Вот амфитеатр, в котором небо, и песок, и голыши, а они стоят на высоких котурнах и говорят про Агамемнона или Клавку. И чтобы сказать про Клавку, говорят, поднимая сразу ее и себя всем телом – своим и ее – сначала к груди, где они ее обнимают, словно спасатель тащит наверх утопленника, чтоб ожил, – вот так и они тащат Клавку к своему накрашенному рту, которого за хрустальной маской не видно. И мукой, от которой творится их жизнь, они поднимают Клавку вровень с сердцем, почками и уже губами, и тут – говорят. Это они научились от рыб и от камней мола, и от ампутированной ноги, которая лежит отдельно от тела в углу. Никто другой не может научить, а они могут. Чтобы научиться от ампутированной ноги быть Клавой и Агамемноном, надо стать ампутированной ногой, подслушать ее угасающий пульс и тихое слово, понять ее всю, как она есть. Или камень, к примеру. Или плевок. Или нимфа Абарбарея.
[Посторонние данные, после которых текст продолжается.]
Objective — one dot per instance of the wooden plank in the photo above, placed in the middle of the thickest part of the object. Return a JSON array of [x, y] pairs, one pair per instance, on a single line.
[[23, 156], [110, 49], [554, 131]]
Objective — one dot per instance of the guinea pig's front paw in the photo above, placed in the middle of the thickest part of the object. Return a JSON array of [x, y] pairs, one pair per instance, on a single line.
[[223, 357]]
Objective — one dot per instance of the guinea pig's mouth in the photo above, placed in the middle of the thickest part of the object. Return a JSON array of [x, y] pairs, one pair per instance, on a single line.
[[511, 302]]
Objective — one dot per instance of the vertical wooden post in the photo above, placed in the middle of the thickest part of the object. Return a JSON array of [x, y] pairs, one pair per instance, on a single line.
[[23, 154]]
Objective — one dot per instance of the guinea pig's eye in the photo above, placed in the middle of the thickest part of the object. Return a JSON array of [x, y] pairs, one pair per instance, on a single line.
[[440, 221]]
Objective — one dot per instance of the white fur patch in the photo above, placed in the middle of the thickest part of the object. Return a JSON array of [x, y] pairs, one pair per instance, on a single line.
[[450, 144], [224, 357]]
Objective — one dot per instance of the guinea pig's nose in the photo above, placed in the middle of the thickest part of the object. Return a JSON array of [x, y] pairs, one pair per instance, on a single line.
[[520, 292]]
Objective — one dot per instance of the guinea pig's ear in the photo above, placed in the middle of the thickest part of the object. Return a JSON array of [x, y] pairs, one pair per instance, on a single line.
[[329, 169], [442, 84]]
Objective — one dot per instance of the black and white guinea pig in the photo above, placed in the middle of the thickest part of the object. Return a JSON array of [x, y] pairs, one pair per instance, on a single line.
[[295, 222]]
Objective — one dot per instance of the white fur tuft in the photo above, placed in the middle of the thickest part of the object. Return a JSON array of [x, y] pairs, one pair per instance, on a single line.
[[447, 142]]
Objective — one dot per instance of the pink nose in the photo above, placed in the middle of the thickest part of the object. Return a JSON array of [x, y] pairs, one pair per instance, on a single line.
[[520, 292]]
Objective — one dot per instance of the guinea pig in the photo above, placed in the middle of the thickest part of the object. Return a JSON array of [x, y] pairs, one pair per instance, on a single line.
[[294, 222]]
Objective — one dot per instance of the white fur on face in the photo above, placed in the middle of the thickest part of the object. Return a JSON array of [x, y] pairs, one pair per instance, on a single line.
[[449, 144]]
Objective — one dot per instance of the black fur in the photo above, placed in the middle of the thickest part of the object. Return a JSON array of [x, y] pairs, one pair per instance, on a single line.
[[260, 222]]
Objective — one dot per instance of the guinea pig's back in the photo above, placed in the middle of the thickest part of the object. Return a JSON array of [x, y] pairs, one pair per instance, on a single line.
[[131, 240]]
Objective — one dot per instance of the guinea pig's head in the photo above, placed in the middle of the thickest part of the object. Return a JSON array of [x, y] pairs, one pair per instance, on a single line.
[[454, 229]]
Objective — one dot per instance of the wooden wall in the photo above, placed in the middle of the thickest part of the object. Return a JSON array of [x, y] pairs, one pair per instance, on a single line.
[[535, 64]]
Их надо постичь, чтобы они потом стали собой в твоем слове, которое поднимается со дна твоих пяток, присоединенных к сырой земле, безуглой и беспробудной. А потом идет выше по ногам твое слово, неся собой Абарбарею или мазут, – по ногам-Земле, по Луне-гениталиям, по Солнцу-сердцу, забирая собой, свертывая тело свое, как свертывается клеенка со стола в трубку или свертывается небо, когда происходит новая земля и падают звезды, и Офелия рожает грудью и ртом.
Все лучшее рождается грудью и ртом в стеклянном ракообразном теле, застывшем со скоростью света и волны в телах на котурнах, что, как раки за сеть, цепляются за остальные предметы – за ветер, не разрушая ветра, за солнечный луч на ракушке, не разрушая луча на ракушке, за свою возобновленную от других жизнь, которую они чуют и тихо ощупывают клешнями.
И они поднимают слой за слоем, хрустальные и ископаемые, поднимают, выращивают бытие, как руду и алмаз в глубине. Офелия, Лида! Пойдем, он говорит, в учительскую и берет ее за руку, но выговаривает так долго, что становится и ее рукой, и учительской, и белыми ногами в капроновых чулках, которые он там снимает, как будто географическую карту с вулканами и заливами. Она говорит – У! шаря руками, не чуя края стола, с ногами наверху, с нависшим меж ними, как солнце, лбом в испарине и жажде. Вот тут она и выговаривает свое – у! – и ртом и грудью, расширяя несравненные лебяжьи руки, как клешни, угловатые и корявые. Потому что то, что не выговорила сама, теперь выговорят они. Кто они выговорят? Кто они, без языка и речи, в зацепках, хитине, камне и сухожилии, кто? Как мужчину любви принять в себя, выговорить клешнями новое слово? И вот тогда вещи заговорили языками ангельскими, звериными, каменными и немыми, угро-финскими и кирпичными, разве другие бывают? Тогда заговорил потный лоб лбом, а смерть смертью, и заговорил младенец младенцем, а тополь тополем.